Tuesday, April 12, 2011

Italy is testing the limits of EU integration


Italy's Lega Nord has probably been dreaming of this moment for years: a head-on European collision over immigration, with Italy pitted against the Commission and other EU governments. The 20,000 North African migrants stranded on the tiny Italian island of Lampedusa provided Italian Interior Minister Roberto Maroni (from Lega Nord, see picture) with an"opportunity" to make a point that he hardly would miss out on.

Speaking after yesterday's heated meeting of EU interior ministers in Luxembourg - where Italy found itself completely isolated with only Malta on its side - Maroni launched a full-scale attack on virtually everyone.
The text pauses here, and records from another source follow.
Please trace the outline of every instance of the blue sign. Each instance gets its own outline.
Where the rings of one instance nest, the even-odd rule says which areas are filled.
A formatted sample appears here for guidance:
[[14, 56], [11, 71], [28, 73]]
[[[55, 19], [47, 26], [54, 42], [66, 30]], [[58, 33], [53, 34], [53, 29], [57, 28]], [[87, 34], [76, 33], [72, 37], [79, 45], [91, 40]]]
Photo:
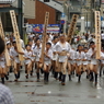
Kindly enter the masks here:
[[43, 24], [33, 24], [34, 33], [43, 33]]

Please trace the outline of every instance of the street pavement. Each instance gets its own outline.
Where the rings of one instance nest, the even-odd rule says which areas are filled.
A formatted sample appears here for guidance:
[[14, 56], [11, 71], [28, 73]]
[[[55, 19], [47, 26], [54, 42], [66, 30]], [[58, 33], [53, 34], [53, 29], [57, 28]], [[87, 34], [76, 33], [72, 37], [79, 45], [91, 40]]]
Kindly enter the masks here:
[[85, 73], [81, 83], [77, 82], [77, 77], [72, 77], [72, 81], [68, 81], [67, 77], [62, 86], [51, 74], [49, 83], [44, 84], [43, 76], [41, 82], [36, 82], [35, 72], [25, 79], [22, 70], [19, 82], [14, 82], [14, 74], [10, 73], [5, 85], [11, 89], [15, 104], [104, 104], [104, 77], [99, 78], [96, 86], [85, 79]]

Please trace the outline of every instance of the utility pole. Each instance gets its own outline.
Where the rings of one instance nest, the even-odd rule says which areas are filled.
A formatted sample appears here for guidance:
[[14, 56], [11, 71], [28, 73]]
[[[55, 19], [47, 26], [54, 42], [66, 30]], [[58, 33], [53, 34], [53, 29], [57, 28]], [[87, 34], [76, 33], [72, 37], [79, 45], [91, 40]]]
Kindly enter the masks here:
[[63, 13], [66, 15], [66, 20], [65, 20], [65, 24], [63, 24], [63, 33], [65, 34], [67, 33], [67, 28], [68, 28], [68, 21], [70, 21], [69, 4], [70, 4], [70, 0], [63, 1]]
[[18, 7], [19, 7], [19, 18], [18, 18], [19, 32], [21, 38], [23, 38], [23, 1], [22, 0], [19, 0]]
[[94, 10], [95, 10], [95, 0], [91, 0], [91, 33], [94, 32]]

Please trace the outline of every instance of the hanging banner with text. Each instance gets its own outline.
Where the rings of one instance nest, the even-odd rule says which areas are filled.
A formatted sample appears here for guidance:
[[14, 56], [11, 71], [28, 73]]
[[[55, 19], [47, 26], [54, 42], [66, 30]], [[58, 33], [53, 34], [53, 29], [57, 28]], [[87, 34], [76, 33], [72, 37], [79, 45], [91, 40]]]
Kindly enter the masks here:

He said that the EU is
"an institution which takes action quickly only to bail-out banks and declare wars, but when it comes to showing concrete solidarity to a country like Italy, then [the EU] hides itself...I wonder if it really makes sense [for Italy] to remain part of the EU."
Ouch!

Italy isn't in any way contemplating leaving the EU of course, so Maroni is engaging in political posturing. This is obviously a hugely sensitive issue, but Maroni needs to chill a bit. It's not like Italy has completely been left hanging, as Maroni seems to suggest. This year, the country receives roughly €140 million in EU funding aimed at tackling various migration-related issues. In addition, it hasn't exactly used the billions it has recieved in EU structural funding in the most effective way - Italy's south is probably the biggest bottomless pit for EU funding. Instead of wasting it, this money could be used to deal with social exclusion and create more jobs for migrants. Call it "concrete solidarity" with European taxpayers.
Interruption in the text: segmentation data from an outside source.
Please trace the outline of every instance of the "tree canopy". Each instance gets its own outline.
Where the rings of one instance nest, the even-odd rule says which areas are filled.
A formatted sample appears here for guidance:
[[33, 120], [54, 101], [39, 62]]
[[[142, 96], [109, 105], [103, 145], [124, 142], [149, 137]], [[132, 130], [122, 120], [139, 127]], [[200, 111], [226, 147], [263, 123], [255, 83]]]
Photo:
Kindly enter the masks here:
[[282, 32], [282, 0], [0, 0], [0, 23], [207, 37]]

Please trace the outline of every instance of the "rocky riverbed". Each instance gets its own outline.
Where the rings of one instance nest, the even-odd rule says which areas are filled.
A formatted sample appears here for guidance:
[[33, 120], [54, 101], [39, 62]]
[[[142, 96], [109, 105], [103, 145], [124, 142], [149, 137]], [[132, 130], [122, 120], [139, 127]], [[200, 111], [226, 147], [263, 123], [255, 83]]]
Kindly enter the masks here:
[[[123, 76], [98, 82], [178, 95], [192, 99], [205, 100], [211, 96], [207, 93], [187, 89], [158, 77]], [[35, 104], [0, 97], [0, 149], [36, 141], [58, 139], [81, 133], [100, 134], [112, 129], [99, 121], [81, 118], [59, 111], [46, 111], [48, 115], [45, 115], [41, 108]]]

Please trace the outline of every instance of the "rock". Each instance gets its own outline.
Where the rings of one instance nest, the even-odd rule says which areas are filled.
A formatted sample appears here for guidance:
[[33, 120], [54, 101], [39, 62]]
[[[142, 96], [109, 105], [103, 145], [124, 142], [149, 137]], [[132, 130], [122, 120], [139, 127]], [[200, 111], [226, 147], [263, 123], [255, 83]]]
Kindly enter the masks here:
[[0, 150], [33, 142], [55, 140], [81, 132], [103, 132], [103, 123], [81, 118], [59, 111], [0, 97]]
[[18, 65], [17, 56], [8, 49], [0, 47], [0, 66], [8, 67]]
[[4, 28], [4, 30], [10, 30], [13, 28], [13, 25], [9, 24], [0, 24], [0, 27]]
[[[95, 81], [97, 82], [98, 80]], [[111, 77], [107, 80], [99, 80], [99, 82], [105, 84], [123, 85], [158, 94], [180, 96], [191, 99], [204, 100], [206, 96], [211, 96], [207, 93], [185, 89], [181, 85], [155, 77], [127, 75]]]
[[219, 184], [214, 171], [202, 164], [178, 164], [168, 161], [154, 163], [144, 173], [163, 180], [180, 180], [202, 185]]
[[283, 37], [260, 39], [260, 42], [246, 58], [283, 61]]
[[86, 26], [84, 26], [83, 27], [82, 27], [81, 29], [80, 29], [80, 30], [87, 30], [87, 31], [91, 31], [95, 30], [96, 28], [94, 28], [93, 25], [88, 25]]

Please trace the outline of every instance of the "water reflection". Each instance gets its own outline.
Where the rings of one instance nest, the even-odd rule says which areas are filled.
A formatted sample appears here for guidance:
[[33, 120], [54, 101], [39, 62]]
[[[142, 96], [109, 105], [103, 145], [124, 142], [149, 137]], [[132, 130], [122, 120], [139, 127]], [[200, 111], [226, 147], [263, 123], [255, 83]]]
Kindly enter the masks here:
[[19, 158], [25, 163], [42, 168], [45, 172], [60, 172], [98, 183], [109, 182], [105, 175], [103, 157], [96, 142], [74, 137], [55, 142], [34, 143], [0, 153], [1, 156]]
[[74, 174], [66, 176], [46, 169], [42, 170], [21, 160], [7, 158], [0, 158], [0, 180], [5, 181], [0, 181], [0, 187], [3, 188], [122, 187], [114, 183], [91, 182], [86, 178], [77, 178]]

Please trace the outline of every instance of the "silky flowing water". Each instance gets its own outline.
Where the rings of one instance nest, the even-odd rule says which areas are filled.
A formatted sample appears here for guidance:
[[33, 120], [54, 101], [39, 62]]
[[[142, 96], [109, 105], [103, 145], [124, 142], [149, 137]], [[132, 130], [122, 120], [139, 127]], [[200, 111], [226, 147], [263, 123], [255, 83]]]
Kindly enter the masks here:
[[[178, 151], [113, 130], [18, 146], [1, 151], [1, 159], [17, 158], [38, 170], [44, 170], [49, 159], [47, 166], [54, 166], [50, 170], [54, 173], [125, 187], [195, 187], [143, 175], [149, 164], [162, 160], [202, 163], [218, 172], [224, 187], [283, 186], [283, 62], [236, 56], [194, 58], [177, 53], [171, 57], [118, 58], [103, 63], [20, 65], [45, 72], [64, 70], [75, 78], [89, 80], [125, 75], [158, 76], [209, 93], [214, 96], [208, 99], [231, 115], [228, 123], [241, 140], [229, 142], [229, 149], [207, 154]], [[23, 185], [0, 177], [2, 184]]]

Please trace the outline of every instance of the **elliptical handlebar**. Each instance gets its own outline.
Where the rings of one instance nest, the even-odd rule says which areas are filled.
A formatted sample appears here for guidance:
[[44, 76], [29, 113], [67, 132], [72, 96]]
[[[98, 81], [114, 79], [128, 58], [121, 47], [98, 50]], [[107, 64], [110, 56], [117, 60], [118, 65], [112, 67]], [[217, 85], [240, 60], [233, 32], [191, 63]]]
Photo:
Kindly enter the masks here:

But there's lots more to this story, and Italy does have a point, in so far as the distribution of migrants across Europe is hugely uneven (though this doesn't only apply to southern Europe. Finland took in 700 asylum seekers in 2010 for example, whereas its neighbour Sweden last year accepted close to 30,000 of them, which alongside Malta, is the most per capita in Europe). This is to say that if the wave of migrants from North Africa continues, and intensifies, the European Commission, and the member states that support this agenda, has been given a pretty strong hook for pushing a common EU immigration policy, including "burden sharing" between member states. Writing in Swedish daily Dagens Nyheter, the EU's genial Home Affairs Commissioner, Cecilia Malmström, recently argued that, in the light of recent events in the EU's Southern neighbourhood,
“The need for a common EU policy on asylum and immigration is urgent...I hope that the current situation also contributes to the EU taking several steps forward towards a common asylum and immigration policy.”
For various reasons, Italy's clout in Europe has been seriously reduced recently - the country is unlikely to emerge as winners from this recent spat. However, calls for a common EU immigration policy won't go away - whether we agree or disagree with it, it's hard to a find more controversial area to outsource to Brussels, so this is likely to drag on.

In fact, it's up there with cross-border bail-outs and EU-enforced austerity measures, as the top issue that really will test the limits of European integration.

1 comment:

  1. Italy's problem is due to its geographical position, close to North Africa and with a lot of coastline to patrol. The same is true of Greece. These two countries are the external borders of Schengen in the south. If Schengen is a joint EU idea, then all the member states should be helping to protect all the external frontiers. What is currently happening with the invasion of North African economic migrants is simply going to help the Liga Nord, the Front National and other such political parties. Perhaps Italy has not made the best use of EU funds, but that does not seem a valid reason to leave it with this enormous problem on its hands. The EU should come to an agreement with Tunisia that these uninvited guests armed with a begging bowl can be repatriated.